Author: Adam Shatz
Publication: The New York Times
Date: October 28, 2001
URL: http://www.nytimes.com/2001/10/28/magazine/28QUESTIONS.html
Q.: Although your prose has been
universally praised, you remain an object of considerable controversy.
You have been charged with insensitivity and pandering to Western prejudices
in your writings about Islam.
A.: Well, that is the trouble with
writing about Muslim people. There are people of the universities who want
to run you out of town, and they're paid to, and so they pay no attention
to what you actually say.
Q.: You have described the Taliban
as vermin.
A.: No, that's my wife! She's a
Pakistani journalist who for many years wrote a column. She writes from
that kind of perspective.
Q.: Are you surprised by Osama bin
Laden's support in Pakistan, Indonesia, Malaysia and Iran -- countries
you wrote about in your travel books on Islam?
A.: No, because these are the converted
peoples of Islam. To put it brutally, these are the people who are not
Arabs.
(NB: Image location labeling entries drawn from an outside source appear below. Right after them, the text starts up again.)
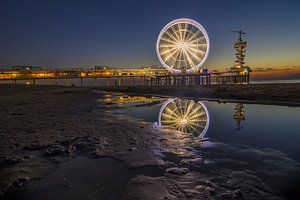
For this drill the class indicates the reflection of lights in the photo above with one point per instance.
(182, 44)
(184, 115)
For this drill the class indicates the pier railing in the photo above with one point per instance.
(121, 78)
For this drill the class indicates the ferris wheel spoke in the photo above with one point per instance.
(169, 50)
(174, 39)
(190, 61)
(168, 45)
(196, 40)
(182, 46)
(170, 55)
(185, 31)
(195, 110)
(175, 33)
(193, 128)
(193, 50)
(194, 55)
(168, 41)
(189, 108)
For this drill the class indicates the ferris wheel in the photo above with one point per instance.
(184, 115)
(182, 46)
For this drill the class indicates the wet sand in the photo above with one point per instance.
(59, 142)
(277, 93)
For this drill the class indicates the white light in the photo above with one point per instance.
(182, 44)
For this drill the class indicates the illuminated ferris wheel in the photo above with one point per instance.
(184, 115)
(182, 46)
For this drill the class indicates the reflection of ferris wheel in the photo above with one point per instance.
(182, 46)
(184, 115)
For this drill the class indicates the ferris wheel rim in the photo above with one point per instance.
(170, 24)
(162, 108)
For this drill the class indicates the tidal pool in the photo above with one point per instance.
(237, 141)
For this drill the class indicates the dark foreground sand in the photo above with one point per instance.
(58, 143)
(277, 93)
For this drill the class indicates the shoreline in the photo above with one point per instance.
(49, 133)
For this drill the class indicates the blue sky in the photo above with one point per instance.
(123, 33)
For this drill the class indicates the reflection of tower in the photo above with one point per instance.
(239, 115)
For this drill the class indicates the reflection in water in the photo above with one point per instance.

Part of the neurosis of the convert is that he always has to prove
himself. He has to be more royalist than the king, as the French say.
Q.: Is this what you mean when you
write about Islam's imperial drive to extend its reach and root out the
unbeliever?
A.: Yes. It is not the unbeliever
as the other person so much as the remnant of the unbeliever in one's customs
and in one's ways of thinking. It's this wish to destroy the past, the
ancient soul, the unregenerate soul. This is the great neurosis of the
converted.
Q.: What then makes Islam's appeal
so potent?
A.: I'll tell you something from
the eighth century. The first province of India to be conquered was the
province of Sindh, which is today part of Pakistan. The king of Sindh resisted
quite well. Then one day it was reported to him how the invaders said their
prayers in unity as one man, and the king became frightened. He understood
that this was a new force in the world, and it is what in fact Muslims
are very proud of: the union of people. That idea of brotherhood is very
powerful.
Q.: What about nonfundamentalist
Islam?
A.: I think it is a contradiction.
It can always be called up to drown and overwhelm every movement. The idea
in Islam, the most important thing, is paradise. No one can be a moderate
in wishing to go to paradise.
The idea of a moderate state is
something cooked up by politicians looking to get a few loans here and
there.
Q.: What do you think were the causes
of Sept. 11?
A.: It had no cause. Religious
hate, religious motivation, was the primary thing. I don't think it was
because of American foreign policy. There is a passage in one of the Conrad
short stories of the East Indies where the savage finds himself with his
hands bare in the world, and he lets out a howl of anger. I think that,
in its essence, is what is happening. The world is getting more and more
out of reach of simple people who have only religion. And the more they
depend on religion, which of course solves nothing, the more the world
gets out of reach. The oil money in the 70's gave the illusion that power
had come to the Islamic world.
It was as though up there was a
divine supermarket, and at last it had become open to people in the Muslim
world. They didn't understand that the goods that gave them power in the
end were made by another civilization. That was intolerable to accept,
and it remains intolerable.
Q.: Do you think the events of Sept.
11 influenced the committee's decision to give you the Nobel Prize?
A.: I don't know. I thought beginning
in 1973 that I was being considered. And then I felt that great campaigns
had been waged against me, quite successfully.
Q.: By whom?
A.: People who were pillorying
me as a racist and anti the third world.
Q.: Do you find the controversy
around your work exhausting?
A.: No, it doesn't bother me at
all. It's important for writers to generate this kind of hostility. If
a writer doesn't generate hostility, he is dead.
Q.: You have admitted that you are
no historian of Islam. Which scholars of Islam do you rely on?
A.: No, no, no! I travel, and I
meet people, and they tell me about their lives. I don't need to read the
scholars. If I travel in India or Africa, the best way to go is with a
very blank mind and let the facts emerge.
A scholar would look at these people
and draw conclusions. I don't do that. The reader looks at these people
and makes a pattern, and the pattern depends on the reader.